Gloria continued. Her voice had dropped, her tone somber, as though they all sat around a campfire telling ghost stories. “Elmer’s mummified remains were sold repeatedly, traveling around the country as a curiosity in various sideshows until people no longer realized it was a real body. The remains were presumed to be a prop. By the 1970s, Elmer’s body hung in a haunted house in an amusement park in California. While filming an episode of The Six Million Dollar Man, the crew moved Elmer and his arm broke off, revealing human bone and muscle. The remains were identified, and a descendant of the family brought him back here to Guthrie for a proper burial so his soul could rest in peace. The cemetery is just down the road.”

Kimberly’s brow furrowed. She squinted at Gloria. “And you think his spirit left the cemetery and wandered over here?”

Gloria, apparently accustomed to a more excited reaction to her story, frowned. “I thought Sterling was the skeptic.”

Sterling leaned back and crossed his arms, satisfied smile curled across his face. “I’m rubbing off on her.”

“No, it just doesn’t work that way. When a spirit is shocked from its physical body due to trauma or if a spirit is confused and not ready to leave this life, then it will remain where the body died. If Elmer is anywhere, he should be haunting the barn he died in.”

Sterling cocked one eyebrow. “Now wait a minute.
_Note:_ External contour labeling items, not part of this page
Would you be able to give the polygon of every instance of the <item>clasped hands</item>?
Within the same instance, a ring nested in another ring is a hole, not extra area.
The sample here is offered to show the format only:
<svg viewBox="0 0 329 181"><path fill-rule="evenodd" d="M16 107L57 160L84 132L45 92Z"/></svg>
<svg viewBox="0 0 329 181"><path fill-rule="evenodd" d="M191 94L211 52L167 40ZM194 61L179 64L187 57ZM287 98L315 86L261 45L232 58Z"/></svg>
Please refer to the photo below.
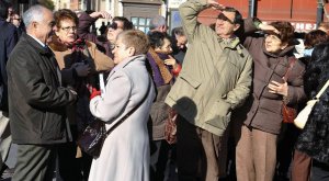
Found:
<svg viewBox="0 0 329 181"><path fill-rule="evenodd" d="M288 86L284 78L283 81L283 83L279 83L277 81L272 80L268 86L270 89L269 92L287 97Z"/></svg>

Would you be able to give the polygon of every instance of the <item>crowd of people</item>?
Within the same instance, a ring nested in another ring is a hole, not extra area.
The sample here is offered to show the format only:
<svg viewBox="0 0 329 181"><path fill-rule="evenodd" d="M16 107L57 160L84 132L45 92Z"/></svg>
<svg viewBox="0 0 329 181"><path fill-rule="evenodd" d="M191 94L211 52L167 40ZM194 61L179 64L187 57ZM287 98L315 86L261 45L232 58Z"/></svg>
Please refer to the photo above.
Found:
<svg viewBox="0 0 329 181"><path fill-rule="evenodd" d="M206 8L220 10L212 25ZM0 0L1 173L13 143L13 181L162 181L171 162L180 181L328 180L329 89L305 128L282 114L328 81L328 23L297 33L214 0L179 11L182 26L157 15L144 33L105 11L21 16ZM77 142L95 121L112 132L92 157Z"/></svg>

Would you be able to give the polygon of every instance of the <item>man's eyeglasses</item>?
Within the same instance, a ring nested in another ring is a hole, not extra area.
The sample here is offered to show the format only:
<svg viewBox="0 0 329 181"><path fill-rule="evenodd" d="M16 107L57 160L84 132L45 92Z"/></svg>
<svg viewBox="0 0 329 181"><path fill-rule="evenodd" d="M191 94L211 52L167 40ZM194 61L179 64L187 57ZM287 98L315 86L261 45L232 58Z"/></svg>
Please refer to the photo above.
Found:
<svg viewBox="0 0 329 181"><path fill-rule="evenodd" d="M232 22L231 20L229 20L225 14L220 13L217 19L223 20L223 21L227 21L230 24L235 24L235 22Z"/></svg>
<svg viewBox="0 0 329 181"><path fill-rule="evenodd" d="M77 26L67 26L67 27L60 27L65 32L70 32L70 30L76 31Z"/></svg>

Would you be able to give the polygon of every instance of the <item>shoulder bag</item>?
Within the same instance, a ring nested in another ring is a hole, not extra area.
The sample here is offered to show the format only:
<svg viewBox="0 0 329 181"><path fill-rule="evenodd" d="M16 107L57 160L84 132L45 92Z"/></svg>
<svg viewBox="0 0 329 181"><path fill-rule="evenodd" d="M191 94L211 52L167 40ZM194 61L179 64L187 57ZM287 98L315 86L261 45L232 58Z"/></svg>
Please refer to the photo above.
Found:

Last week you decided a spirit traveled around with a piano.”

“Right. That spirit attached to the piano rather than the place of death. That is another relatively regular phenomenon.”

“So maybe Elmer’s spirit attached to the mummified corpse and traveled around with it. You can’t change the rules every week.”

“I’m not changing the rules. They’re the same rules. If we accept that the spirit did in fact attach to and travel with the mummified body, then the closest it would be is the cemetery. Not here at the inn.”

Gloria looked entirely too smug. “Some people think I disturbed the spirit. Some have accused me of black magic and dark rituals.” She paused and made eye contact with each person at the table. “Which is nonsense. But my dinner theatre does end at Elmer’s grave in the cemetery. Perhaps we intrigued him, and he followed us back one night. And decided he liked it here. Anything is possible.”

Sterling held his arms wide. “That’s right. Anything is possible. Anything at all.”

She gritted her teeth. “No. That’s not right. I—”

Michael stood and clapped. “We have footage to review for the actual investigation. Let’s go see what the cameras caught last night.”

Kimberly wasn’t ready to give up, but Michael was correct. She couldn’t waste time arguing something trivial when the Johnsons needed her help.